真っ白とはこういうことを指すのだろう。右を見ても左を見てもひたすら白くて、下を向くと自分の足があった。
ここはどこ?ひどく頭が痛い。両手はだらしなくぶら下がって上手く力が入らないし全身が重い。そうだ、確か私は
「死亡時刻午前2時13分41秒。」
真っ白の床に真っ黒な燕尾服が栄える。…誰?持ち主の声は落ち着いていた。
「この度はご愁傷様です。さてお疲れでしょうがそうゆっくりもしておれません。人類が絶え間なく流れるため、あなたもさっさと生まれ変わってください。」
男の早口をBGMにゆっくりと目を閉じる。
死ぬことは辛くない。彼の手で殺められたなら幸せ。今も死ぬほど幸せ。「里を潰すと決めた」それが、最後に聞いた彼の声。
「希望の家系や性別はあります?」
「…サスケと、うちはサスケと生きたい。」
「正気?君、恐らくまた殺されちゃうよ」
書類のようなものをめくりながら彼は言う。
「そしたら、また幸せもらえちゃうね」
彼と生きた、幸せだった。
男は書類に一筆書き込むとこちらを向いてニコリ。体が光に飲み込まれて、なんだろうこれ、すごく温かい。懐かしい。何かに似てる。ああそうだ、サスケに抱かれた時に似てる。すぐにわからなかった私は馬鹿だなあ…。

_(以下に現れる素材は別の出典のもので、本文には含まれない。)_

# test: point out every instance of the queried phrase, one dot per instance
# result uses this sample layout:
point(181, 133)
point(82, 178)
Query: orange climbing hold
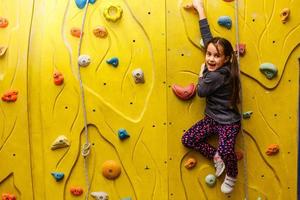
point(76, 32)
point(58, 78)
point(272, 149)
point(76, 191)
point(3, 22)
point(111, 169)
point(7, 196)
point(184, 93)
point(10, 96)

記憶が薄れるなか、生前を思い出した。そういえばさっきまで忘れていたけど、サスケは泣いていた。
床に倒れこみ呼吸もままならない、そんな朦朧とした私の意識を繋ぎとめたのは絶えず上から頬を打ちつけた彼の涙だった。
「生まれかわるより、一部として生きたいなあ…」
できるなら心臓がいい。
命を繋ぎとめる、決して手放せないあなたの弱い弱い心臓。